- A still from Dislocation Blues, a video by Sky Hopinka
It's a piece about reincarnation and looking at the world, and life and death; it was a way to recontextualize my tribe's beliefs, which seemed so foreign and distant to me growing up, as they do to others looking in. It's about weaving something new together.
These are the words that accompany one of the videos in "Centers of Somewhere," a powerful solo museum exhibition of work by Sky Hopinka, a member of the Ho-Chunk Nation of Wisconsin and the Pechanga Band of Luiseño Indians. They refer to I'll Remember You as You Were, not as What You'll Become, which Hopinka describes as an elegy to Diane Burns, the late Indigenous poet who explored themes about racism and colonialism in the US. But they also aptly summarize the central themes that unite the selected works, on view at the Center for Curatorial Studies at Bard College through February 14. Curated by Lauren Cornell, director of the Graduate Program and the chief curator for CCS Bard, "Centers of Somewhere" includes a new commissioned work filmed around the Hudson Valley and is part of a series of solo shows at Bard designed to provide emerging artists with a platform to make a significant statement about their work.

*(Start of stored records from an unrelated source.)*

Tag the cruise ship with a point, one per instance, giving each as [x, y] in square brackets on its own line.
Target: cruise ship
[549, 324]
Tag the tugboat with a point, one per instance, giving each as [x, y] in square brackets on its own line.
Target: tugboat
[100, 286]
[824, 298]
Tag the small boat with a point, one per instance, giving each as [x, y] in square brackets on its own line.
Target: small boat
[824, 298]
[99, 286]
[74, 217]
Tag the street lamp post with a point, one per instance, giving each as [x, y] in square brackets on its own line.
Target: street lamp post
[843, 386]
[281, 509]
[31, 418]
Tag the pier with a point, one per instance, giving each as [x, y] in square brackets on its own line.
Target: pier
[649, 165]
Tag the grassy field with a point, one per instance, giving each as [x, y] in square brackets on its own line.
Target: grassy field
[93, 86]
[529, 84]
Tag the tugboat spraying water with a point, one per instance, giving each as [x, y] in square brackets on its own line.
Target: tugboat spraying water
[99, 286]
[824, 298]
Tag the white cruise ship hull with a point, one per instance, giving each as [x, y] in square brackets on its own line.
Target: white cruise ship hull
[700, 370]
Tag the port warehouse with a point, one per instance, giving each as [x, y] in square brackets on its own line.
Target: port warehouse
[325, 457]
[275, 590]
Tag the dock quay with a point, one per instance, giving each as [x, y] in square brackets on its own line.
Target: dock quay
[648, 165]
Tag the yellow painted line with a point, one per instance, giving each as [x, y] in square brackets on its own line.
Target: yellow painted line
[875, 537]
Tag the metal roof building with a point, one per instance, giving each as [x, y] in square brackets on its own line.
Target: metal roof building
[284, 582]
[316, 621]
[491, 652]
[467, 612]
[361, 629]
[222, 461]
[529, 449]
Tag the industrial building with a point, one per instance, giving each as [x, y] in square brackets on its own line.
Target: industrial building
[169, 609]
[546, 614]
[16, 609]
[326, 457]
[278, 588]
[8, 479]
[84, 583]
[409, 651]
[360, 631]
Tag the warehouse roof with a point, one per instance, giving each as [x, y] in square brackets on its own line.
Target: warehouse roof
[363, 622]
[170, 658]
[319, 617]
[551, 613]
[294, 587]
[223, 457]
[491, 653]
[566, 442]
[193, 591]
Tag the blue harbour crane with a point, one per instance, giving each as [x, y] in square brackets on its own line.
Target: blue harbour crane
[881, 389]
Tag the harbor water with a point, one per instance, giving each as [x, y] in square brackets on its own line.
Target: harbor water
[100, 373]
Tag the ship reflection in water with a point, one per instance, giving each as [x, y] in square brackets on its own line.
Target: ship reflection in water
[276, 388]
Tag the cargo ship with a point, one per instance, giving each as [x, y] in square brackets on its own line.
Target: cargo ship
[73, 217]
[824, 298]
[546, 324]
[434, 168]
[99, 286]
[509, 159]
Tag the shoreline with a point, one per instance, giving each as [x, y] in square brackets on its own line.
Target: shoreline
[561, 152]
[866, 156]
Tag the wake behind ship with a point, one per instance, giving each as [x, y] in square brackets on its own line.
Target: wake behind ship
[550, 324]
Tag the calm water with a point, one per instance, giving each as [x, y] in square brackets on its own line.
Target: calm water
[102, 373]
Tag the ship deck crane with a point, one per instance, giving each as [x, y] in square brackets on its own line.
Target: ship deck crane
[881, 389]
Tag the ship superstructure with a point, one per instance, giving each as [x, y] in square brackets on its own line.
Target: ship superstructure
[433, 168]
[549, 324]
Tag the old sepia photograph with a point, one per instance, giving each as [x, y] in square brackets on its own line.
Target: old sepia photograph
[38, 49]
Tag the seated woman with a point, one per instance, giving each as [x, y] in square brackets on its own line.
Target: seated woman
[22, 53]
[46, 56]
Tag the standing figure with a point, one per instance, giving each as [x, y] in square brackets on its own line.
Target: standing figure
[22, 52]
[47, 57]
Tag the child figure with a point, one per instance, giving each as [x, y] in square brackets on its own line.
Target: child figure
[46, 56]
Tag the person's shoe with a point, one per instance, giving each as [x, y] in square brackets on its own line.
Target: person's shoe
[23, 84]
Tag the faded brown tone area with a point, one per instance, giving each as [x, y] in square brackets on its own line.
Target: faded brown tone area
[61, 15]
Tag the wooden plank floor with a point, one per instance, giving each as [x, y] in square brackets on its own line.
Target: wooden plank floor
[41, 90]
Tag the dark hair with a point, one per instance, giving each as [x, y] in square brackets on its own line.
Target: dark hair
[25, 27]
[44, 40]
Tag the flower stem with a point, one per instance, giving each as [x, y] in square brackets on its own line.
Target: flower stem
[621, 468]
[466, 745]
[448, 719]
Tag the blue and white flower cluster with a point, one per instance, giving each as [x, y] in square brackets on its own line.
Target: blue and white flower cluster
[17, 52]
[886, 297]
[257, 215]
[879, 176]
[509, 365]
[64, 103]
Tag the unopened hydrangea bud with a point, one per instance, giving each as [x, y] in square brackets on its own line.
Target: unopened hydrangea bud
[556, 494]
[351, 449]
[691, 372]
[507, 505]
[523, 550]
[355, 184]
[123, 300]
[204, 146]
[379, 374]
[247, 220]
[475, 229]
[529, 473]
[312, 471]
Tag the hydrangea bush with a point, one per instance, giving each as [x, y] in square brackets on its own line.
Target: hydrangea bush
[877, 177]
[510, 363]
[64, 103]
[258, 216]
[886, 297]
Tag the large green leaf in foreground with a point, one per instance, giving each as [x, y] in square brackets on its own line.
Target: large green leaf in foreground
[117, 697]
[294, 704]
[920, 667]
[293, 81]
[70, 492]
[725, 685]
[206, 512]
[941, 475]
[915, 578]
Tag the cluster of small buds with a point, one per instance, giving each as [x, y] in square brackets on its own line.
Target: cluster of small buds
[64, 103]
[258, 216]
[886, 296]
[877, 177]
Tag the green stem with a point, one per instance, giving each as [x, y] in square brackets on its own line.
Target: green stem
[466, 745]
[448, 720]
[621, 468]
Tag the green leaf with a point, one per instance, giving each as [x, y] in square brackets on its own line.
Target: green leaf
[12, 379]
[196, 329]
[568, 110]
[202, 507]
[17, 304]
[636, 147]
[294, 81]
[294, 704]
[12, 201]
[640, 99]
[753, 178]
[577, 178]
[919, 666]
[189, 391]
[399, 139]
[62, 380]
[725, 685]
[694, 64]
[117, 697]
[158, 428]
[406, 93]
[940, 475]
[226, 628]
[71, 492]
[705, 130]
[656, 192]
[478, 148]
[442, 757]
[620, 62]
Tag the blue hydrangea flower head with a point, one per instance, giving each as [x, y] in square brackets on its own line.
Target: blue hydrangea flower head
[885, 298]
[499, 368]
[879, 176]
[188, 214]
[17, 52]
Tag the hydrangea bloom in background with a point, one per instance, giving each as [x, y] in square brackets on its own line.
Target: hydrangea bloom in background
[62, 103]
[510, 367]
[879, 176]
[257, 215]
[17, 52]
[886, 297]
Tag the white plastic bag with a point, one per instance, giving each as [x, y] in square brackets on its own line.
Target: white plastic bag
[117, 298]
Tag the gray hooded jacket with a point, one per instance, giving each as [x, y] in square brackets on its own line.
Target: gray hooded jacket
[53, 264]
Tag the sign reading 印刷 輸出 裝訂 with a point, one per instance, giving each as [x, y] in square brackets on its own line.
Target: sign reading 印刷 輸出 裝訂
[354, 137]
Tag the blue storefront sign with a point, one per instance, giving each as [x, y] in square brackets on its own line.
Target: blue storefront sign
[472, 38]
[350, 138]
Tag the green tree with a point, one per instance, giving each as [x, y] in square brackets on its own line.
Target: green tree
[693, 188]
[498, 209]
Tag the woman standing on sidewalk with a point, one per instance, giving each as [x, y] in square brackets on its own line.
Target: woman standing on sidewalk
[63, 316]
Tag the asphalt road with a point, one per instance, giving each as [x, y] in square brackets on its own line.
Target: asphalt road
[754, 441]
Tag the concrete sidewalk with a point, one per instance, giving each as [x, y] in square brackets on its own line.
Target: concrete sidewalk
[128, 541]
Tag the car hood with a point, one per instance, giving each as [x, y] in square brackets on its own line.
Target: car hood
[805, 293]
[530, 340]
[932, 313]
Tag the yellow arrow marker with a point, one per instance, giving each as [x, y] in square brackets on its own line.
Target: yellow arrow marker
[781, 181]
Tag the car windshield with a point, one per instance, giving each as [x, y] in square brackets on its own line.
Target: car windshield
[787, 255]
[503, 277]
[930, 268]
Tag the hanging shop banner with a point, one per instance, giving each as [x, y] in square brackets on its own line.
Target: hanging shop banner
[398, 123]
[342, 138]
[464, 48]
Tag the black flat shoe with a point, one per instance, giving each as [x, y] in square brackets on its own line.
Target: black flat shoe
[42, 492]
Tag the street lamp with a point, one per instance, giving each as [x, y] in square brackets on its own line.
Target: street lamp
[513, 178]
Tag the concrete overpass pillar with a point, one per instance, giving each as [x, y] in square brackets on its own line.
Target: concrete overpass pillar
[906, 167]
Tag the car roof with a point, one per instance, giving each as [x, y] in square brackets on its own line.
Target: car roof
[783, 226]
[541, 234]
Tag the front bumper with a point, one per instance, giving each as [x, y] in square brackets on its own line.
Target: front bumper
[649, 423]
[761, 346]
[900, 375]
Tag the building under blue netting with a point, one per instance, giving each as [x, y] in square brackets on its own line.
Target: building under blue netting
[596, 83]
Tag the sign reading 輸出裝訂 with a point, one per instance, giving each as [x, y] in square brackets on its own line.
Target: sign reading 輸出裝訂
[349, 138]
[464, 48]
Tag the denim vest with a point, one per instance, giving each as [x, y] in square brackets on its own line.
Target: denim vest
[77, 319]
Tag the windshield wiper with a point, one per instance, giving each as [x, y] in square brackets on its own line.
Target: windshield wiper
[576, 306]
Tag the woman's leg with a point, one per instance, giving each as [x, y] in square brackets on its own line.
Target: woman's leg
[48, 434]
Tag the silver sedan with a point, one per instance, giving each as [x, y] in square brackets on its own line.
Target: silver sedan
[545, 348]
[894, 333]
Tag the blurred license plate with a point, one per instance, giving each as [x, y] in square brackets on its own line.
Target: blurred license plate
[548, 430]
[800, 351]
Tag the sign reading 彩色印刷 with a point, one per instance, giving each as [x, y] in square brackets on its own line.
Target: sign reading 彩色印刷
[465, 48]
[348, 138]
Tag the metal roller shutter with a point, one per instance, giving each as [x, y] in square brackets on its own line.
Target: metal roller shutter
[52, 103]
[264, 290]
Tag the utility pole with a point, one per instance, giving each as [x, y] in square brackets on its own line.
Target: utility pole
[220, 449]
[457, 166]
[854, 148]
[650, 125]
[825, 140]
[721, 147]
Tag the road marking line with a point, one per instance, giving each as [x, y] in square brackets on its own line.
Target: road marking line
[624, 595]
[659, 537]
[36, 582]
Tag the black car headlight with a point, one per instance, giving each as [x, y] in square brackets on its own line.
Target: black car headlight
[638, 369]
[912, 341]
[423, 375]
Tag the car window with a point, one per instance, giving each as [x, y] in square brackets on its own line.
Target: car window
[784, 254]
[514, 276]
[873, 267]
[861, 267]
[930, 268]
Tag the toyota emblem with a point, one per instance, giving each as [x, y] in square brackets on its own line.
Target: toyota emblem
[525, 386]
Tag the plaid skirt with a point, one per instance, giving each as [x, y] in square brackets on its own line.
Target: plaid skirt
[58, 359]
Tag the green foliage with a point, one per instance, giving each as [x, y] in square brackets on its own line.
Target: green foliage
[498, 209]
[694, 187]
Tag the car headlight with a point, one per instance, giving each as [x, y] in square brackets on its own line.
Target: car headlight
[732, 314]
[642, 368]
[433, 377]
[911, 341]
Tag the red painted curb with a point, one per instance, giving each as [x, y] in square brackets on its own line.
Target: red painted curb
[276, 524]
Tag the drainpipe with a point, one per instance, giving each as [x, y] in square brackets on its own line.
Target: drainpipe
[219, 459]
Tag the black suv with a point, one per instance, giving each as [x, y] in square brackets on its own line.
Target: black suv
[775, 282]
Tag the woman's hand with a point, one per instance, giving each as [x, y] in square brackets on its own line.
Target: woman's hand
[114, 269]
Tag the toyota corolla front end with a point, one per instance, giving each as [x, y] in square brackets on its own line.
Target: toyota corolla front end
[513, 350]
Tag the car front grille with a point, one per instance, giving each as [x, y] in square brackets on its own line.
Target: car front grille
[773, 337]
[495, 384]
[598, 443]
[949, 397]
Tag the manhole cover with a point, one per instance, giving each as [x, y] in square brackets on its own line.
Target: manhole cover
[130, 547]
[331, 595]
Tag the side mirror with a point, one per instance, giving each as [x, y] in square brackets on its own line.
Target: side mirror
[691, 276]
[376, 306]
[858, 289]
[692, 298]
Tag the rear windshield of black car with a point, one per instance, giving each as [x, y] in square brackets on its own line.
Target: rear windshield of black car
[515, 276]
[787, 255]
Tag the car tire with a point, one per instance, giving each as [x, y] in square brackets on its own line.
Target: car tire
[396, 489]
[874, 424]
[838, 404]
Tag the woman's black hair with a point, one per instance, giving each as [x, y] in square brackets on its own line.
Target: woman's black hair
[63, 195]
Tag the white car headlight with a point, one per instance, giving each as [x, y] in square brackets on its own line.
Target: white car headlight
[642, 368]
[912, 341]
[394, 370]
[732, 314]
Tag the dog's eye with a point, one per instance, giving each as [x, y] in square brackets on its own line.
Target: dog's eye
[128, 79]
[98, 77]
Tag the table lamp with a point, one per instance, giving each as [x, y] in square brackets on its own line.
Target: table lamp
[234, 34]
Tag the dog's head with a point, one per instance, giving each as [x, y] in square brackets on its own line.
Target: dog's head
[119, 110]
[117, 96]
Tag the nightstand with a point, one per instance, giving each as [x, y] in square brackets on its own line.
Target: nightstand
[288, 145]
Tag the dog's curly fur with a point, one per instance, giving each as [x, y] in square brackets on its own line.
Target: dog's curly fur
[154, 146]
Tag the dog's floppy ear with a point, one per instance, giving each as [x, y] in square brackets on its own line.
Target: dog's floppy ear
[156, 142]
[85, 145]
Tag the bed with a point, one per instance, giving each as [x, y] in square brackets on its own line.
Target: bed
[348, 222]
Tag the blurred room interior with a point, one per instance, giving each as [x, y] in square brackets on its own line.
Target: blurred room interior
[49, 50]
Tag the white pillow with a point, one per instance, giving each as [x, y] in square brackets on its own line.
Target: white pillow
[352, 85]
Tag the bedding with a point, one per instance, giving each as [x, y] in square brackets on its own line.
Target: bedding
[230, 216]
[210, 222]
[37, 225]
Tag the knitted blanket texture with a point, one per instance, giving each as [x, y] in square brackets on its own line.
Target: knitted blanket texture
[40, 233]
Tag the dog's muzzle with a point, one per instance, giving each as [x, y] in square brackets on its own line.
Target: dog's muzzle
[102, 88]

Throughout the photography and experimental films on view, the 36-year-old visual artist and filmmaker seeks to destabilize entrenched colonial perspectives of Indigenous peoples and recast descriptions of land, sky, sea, myth, place, and personhood in their own words.
Language, which Hopinka describes as a container of culture, plays a central role throughout the installation. Hopinka often subtitles his films in either English, Hočąk, or Chinuk Wawa, a nearly extinct Indigenous language that Hopinka teaches. In Jáaji Approx, ("jáaji" is a Hočąk term used to directly address a father), the artist juxtaposes audio recordings of his father, Mike Hopinka, a powwow singer, relaying personal experiences through anecdotes and song, with video footage of landscapes—mountain, sea, sky, roads—the two have traveled both together and alone. The imagery grows more abstract and begins to merge and separate, very much like the relationship between a father and son, between generations, between languages and emotional experience that can't be articulated with words. At the end of the film, Hopinka crosses a bridge and then cuts to a still-shot—the first and only static image in the film—of the artist's father sitting in the passenger seat of a car watching a sunset, capturing a poignant moment of repose and reflection at the end of a journey.
"The films are told from a personal place and a place that is fluid and looks at different linguistic systems and at the US from the perspective of its colonial history," Cornell explains. "The videos offer something new by way of a visual and sonic vocabulary."
Here you are before the trees, a newly commissioned, multichannel installation, consists of footage Hopinka shot while traveling through landscapes in the Hudson Valley, where he currently resides, and Wisconsin, where he is from. By visually connecting these different regions that contain indigenous histories, Hopinka "is very much trying to destabilize the very historical, traditional, romantic ways that the Hudson Valley has been seen by looking at landscapes anew," according to Cornell.
The experience of "Centers of Somewhere" is profound and revelatory. On the one hand there is the bucolic beauty and lyricism of the imagery, and on the other, a palpable tension and longing inherent in the words, both spoken and written, used to attempt to convey how the visualized landscapes are seen, felt and experienced by the Indigenous peoples who inhabit them.